Foram distribuídos automaticamente nesta data, pelo sistema de
processamento de dados, os seguintes feitos:
Cuida-se de agravo apresentado pelo INSTITUTO NACIONAL DO SEGURO
SOCIAL contra a decisão que não admitiu seu recurso especial.

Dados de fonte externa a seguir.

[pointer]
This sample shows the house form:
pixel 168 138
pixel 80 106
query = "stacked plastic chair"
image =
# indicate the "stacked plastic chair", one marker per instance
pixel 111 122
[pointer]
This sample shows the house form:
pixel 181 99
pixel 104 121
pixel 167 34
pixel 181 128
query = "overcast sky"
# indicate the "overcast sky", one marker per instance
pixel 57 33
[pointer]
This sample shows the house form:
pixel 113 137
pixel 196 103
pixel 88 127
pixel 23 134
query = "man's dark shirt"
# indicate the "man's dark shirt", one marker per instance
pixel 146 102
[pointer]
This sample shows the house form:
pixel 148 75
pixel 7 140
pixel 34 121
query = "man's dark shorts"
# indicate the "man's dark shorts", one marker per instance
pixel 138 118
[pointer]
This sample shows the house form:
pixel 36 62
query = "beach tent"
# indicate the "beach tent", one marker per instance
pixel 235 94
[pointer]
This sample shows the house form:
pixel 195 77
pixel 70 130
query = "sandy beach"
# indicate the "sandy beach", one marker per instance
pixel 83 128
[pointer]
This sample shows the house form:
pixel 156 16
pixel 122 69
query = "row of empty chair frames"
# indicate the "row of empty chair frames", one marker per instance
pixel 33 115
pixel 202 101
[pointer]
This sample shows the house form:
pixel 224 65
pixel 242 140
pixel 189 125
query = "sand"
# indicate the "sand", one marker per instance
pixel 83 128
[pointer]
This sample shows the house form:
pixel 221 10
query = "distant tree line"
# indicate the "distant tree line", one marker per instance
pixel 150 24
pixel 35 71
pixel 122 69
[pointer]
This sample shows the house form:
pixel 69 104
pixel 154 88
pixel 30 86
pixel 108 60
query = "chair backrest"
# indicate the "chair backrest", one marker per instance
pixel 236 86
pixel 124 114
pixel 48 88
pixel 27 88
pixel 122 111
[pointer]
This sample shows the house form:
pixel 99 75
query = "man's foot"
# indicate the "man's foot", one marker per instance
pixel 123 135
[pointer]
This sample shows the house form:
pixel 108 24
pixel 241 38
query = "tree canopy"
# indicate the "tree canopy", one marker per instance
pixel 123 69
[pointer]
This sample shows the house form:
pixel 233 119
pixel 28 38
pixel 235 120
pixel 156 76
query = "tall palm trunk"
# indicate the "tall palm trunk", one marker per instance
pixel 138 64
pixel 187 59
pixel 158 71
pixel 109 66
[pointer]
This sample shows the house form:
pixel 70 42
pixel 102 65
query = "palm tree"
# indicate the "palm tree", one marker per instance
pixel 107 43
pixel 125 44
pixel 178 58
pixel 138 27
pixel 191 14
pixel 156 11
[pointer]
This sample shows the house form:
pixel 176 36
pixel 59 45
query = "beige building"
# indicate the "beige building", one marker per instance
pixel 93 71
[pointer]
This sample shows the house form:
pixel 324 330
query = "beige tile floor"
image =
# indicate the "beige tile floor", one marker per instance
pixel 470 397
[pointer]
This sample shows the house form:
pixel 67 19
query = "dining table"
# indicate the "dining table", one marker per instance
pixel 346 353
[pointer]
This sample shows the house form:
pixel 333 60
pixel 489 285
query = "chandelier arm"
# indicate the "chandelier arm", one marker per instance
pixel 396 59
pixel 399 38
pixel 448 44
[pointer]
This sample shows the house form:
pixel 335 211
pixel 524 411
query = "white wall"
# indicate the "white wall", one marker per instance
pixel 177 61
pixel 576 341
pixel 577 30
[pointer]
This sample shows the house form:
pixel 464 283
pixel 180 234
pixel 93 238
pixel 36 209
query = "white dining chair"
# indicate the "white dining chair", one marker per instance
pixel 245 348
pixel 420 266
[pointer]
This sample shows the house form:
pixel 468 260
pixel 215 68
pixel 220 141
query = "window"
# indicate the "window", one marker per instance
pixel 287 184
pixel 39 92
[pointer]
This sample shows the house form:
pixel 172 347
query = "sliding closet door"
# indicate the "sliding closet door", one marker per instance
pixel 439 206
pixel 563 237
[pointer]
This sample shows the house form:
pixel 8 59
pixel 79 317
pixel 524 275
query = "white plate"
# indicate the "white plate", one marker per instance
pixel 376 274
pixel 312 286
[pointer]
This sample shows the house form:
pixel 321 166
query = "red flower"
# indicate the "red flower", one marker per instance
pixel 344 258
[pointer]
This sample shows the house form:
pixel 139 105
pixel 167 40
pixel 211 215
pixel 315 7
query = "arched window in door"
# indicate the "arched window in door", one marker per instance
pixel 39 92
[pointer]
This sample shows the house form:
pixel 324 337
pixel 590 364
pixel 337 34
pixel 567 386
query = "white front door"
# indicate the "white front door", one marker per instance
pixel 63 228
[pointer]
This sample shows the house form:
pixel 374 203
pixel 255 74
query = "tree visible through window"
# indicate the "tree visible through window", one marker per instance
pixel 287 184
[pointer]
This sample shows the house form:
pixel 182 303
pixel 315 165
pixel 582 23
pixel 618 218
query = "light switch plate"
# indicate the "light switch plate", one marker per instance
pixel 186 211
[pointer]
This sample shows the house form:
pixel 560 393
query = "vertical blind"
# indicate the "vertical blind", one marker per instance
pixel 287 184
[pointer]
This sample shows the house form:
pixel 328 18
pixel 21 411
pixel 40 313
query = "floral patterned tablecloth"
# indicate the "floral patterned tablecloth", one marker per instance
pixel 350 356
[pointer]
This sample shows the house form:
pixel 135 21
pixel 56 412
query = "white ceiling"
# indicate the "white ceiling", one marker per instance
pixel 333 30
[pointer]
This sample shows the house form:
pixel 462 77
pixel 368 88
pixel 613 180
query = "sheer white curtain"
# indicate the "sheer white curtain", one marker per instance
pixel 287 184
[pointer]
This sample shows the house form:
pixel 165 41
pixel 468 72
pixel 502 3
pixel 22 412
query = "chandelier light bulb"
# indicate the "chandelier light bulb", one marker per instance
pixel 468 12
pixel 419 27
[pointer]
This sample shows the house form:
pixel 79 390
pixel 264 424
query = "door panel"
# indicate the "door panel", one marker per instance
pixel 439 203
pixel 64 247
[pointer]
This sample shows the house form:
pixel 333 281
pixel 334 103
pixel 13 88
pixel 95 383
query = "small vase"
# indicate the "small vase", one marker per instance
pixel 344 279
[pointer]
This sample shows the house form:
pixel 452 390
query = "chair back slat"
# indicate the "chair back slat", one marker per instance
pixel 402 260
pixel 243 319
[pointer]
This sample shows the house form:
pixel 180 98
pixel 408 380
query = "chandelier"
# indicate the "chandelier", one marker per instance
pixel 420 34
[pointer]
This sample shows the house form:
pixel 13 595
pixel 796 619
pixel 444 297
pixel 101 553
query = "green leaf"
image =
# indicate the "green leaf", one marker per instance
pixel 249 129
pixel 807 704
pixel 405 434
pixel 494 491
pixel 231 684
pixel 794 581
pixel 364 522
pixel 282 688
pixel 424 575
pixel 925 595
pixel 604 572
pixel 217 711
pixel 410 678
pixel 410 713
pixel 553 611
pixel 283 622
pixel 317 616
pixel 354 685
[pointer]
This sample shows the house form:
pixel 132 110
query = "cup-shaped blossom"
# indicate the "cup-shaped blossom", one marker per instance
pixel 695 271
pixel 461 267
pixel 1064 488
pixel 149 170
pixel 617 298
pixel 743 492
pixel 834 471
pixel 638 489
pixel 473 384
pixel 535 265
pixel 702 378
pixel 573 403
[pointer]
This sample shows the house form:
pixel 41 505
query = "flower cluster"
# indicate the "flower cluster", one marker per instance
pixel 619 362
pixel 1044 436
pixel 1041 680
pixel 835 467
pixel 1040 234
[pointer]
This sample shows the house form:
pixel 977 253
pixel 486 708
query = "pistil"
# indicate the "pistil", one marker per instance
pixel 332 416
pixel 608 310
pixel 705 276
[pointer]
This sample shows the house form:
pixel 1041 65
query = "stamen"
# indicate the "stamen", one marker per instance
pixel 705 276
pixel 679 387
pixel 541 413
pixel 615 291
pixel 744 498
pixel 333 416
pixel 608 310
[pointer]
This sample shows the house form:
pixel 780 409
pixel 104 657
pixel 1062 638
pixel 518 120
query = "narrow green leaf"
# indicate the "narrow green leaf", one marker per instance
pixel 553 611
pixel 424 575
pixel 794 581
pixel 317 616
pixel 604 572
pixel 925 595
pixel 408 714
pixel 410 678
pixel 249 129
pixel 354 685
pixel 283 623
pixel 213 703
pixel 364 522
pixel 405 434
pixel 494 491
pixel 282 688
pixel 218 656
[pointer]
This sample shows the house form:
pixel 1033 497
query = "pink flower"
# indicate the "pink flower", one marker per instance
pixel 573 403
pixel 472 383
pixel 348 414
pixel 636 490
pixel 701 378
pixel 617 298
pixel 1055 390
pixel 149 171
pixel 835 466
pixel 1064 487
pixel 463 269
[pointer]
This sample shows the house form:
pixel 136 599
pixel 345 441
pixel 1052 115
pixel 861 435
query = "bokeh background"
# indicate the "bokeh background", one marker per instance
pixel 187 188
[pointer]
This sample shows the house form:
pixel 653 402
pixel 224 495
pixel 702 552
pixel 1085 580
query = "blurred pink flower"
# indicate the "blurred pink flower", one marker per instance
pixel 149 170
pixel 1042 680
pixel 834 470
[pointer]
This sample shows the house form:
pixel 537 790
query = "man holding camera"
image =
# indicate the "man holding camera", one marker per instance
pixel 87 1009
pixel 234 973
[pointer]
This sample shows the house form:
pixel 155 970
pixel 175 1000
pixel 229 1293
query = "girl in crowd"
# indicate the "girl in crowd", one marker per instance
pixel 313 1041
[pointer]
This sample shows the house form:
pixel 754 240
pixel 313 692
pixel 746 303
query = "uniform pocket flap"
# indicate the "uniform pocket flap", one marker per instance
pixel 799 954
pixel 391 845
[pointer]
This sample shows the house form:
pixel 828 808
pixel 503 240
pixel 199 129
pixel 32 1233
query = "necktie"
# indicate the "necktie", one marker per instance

O apelo nobre, fundamentado no artigo 105, inciso III, alínea "c", da CF/88, visa
reformar acórdão proferido pelo TRIBUNAL REGIONAL FEDERAL DA 1ª REGIÃO, assim
resumido:
PROCESSUAL CIVIL. AGRAVO REGIMENTAL EM AGRAVO DE
INSTRUMENTO. MILITAR. PRORROGAÇÃO DE TEMPO DE SERVIÇO.
NÃO CONHECIMENTO DO AGRAVO. FALTA DE JUNTADA DAS
PEÇAS OBRIGATÓRIAS. ART. 525. I, CPC/73. AGRAVO REGIMENTAL
DESPROVIDO.
Quanto à controvérsia , a parte recorrente alega a ocorrência de divergência
jurisprudencial entre o acórdão recorrido e julgado desta Corte Superior na interpretação do art.
art. 543-C do Código de Processo Civil de 1973. Sustenta que, mesmo na vigência do anterior
Código de Processo Civil, já era entendimento consolidado em sede de recurso especial
repetitivo, que a parte agravante deveria ser intimada para juntada ao instrumento de eventual
peça faltante, devendo esse entendimento ser seguido pelos demais Tribunais e Juízos do país,
trazendo a seguinte argumentação:
Com efeito, a r. decisão negou provimento ao agravo de instrumento registrando
não ser necessária a intimação do INSS para suprir eventual peça faltante, sob
justificativa de a decisão ser anterior ao NCPC.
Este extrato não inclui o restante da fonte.